While placing APs in close proximity to maximize capacity has been tried, according to Shoemaker that's not an optimal approach due to interference and cabling issues. Instead, he said, "Maximizing the spectrum is an imperative as WLANs roll out."
To take advantage of the available spectrum, Engim developed a dual-band, 2.45/5-GHz architecture based on direct-conversion radios with a highly linear, low-noise front end. This is augmented by wide-dynamic-range, 12-bit, 200-Msample/s analog-to-digital converters. These are used to directly sample the full 80 MHz of spectrum available at 2.45 GHz, translating to all three non-overlapping channels of the 802.11b and .11g specifications.

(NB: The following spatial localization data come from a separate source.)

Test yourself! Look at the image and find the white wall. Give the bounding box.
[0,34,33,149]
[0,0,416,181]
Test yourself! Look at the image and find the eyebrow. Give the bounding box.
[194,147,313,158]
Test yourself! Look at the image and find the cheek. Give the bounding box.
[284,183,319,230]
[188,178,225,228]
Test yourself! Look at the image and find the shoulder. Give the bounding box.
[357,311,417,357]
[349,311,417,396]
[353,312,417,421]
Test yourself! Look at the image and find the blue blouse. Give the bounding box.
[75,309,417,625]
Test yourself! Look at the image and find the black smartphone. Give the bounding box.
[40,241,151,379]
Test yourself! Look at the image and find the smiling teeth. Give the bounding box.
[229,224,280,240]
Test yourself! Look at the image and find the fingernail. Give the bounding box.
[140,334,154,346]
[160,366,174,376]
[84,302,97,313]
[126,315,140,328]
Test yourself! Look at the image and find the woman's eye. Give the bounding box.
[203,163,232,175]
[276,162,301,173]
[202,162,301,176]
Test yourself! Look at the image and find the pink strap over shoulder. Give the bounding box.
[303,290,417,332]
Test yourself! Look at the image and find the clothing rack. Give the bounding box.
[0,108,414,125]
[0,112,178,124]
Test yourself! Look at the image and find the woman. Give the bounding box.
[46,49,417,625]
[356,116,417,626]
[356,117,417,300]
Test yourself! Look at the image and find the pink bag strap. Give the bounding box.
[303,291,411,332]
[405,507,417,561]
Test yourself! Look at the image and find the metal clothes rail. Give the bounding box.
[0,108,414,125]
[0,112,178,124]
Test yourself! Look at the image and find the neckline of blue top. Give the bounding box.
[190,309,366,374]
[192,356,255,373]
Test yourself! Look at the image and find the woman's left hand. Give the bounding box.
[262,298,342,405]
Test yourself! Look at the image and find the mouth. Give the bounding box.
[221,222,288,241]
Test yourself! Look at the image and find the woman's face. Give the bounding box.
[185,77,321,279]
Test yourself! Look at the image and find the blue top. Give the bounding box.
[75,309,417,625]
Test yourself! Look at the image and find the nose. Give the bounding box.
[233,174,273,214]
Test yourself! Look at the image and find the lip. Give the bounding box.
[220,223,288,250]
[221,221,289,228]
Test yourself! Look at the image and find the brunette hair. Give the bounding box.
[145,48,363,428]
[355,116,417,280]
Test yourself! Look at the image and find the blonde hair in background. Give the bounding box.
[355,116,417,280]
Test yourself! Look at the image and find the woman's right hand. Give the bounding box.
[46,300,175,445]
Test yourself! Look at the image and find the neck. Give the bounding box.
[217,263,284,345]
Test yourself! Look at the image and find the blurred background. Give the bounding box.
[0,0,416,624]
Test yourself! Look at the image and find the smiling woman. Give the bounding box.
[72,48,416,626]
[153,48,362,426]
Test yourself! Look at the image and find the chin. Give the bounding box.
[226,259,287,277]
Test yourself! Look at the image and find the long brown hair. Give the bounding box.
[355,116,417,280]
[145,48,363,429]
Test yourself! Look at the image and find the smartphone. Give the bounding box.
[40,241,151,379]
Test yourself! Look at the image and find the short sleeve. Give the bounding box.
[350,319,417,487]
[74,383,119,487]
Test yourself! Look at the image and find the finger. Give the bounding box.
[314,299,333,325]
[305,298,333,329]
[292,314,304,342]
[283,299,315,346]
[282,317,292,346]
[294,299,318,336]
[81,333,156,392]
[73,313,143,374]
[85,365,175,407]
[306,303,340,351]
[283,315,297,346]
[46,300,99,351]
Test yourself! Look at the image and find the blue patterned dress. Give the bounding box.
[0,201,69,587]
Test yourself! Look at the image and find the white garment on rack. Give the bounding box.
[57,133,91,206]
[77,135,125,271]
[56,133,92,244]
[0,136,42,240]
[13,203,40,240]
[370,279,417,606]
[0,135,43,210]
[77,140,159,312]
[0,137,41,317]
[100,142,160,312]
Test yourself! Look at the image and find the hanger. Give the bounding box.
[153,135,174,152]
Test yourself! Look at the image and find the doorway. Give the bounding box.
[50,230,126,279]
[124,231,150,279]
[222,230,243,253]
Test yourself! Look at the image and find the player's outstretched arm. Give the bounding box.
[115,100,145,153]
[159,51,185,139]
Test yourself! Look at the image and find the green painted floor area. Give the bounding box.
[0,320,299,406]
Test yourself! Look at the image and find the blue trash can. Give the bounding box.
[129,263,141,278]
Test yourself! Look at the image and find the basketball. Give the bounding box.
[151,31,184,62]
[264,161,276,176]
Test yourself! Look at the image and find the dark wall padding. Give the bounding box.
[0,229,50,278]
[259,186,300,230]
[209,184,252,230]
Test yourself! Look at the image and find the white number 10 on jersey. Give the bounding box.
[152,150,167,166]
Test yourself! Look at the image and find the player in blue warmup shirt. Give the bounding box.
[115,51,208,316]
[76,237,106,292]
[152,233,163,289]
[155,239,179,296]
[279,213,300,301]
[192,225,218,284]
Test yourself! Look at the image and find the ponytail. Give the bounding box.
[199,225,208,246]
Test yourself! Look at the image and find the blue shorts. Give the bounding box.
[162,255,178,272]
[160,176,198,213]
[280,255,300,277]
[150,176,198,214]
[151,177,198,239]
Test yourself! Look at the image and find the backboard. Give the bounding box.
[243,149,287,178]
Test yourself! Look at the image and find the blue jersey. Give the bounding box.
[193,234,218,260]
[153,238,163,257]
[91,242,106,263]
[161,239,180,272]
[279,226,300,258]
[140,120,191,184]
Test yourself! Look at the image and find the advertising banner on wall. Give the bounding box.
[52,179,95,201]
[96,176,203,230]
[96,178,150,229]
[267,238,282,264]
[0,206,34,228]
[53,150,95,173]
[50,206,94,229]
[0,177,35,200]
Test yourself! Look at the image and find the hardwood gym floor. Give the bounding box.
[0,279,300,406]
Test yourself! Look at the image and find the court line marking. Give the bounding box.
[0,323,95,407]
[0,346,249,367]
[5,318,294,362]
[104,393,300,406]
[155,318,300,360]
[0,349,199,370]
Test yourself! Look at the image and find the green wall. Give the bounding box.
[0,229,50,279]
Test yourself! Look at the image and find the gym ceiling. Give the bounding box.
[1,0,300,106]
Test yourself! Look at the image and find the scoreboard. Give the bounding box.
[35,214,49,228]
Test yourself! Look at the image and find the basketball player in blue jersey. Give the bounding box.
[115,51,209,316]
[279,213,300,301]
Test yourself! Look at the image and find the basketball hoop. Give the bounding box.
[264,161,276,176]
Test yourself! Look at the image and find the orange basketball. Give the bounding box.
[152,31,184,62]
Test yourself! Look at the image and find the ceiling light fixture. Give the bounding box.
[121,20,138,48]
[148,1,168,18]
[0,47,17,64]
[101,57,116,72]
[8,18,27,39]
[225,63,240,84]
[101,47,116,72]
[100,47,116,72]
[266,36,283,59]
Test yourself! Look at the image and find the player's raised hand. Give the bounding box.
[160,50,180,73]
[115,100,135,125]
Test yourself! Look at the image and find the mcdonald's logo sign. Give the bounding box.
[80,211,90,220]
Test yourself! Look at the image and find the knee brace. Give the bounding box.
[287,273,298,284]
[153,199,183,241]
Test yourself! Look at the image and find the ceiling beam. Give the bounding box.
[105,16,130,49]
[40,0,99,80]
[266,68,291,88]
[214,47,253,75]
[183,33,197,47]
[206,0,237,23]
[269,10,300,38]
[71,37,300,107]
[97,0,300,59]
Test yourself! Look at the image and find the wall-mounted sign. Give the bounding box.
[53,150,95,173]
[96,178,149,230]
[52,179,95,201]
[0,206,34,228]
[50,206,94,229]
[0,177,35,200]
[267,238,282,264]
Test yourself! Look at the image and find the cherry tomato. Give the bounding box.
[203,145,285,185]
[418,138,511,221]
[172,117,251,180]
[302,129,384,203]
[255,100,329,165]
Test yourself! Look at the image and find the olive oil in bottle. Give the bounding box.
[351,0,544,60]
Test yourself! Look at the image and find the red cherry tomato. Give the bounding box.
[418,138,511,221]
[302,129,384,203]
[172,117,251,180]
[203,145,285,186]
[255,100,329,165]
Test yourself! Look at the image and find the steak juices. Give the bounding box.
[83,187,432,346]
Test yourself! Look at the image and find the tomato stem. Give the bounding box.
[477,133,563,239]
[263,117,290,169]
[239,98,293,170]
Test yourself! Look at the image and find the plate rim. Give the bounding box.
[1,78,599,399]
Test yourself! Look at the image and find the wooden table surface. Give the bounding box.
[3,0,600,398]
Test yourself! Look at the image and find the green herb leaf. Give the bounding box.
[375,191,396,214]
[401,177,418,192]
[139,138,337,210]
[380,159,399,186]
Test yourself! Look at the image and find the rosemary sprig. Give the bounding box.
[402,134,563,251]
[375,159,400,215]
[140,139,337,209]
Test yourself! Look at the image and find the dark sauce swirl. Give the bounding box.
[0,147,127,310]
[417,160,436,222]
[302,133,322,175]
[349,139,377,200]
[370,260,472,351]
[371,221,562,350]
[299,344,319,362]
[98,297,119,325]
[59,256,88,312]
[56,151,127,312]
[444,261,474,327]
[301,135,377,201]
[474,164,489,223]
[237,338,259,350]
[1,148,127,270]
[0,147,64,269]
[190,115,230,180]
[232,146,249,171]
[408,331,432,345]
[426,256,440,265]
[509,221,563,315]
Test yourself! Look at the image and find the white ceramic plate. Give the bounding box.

In the 5-GHz band, which spans from 5.15 to 5.825 GHz with 8 channels covering 300 MHz of available spectrum, the front end can be tuned to capture any three of the 8 channels.
But capturing channels is only half the battle, according to Shoemaker. Much of Engim's intellectual property lies in the DSP algorithms used for filtering, channel separation and the mitigation of co-channel interference. A fast-Fourier transform block is included which is dedicated to processing the entire 180-MHz sampled input to provide a real-time snap shot of the spectrum that available for analysis by the upper layers. This frequency-domain snap-shot comes in fine-grain 1-MHz increments.
According to one designer who has evaluated the Engim design under non-disclosure, the advantages inherent to the EN-3000 are attractive and manifold. Particularly attractive is the ability to see exactly what was going on with the rest of the network and the flexibility that brings to the table. But again, skepticism reigns over availability and cost.
So far, only development kits are available from Engim.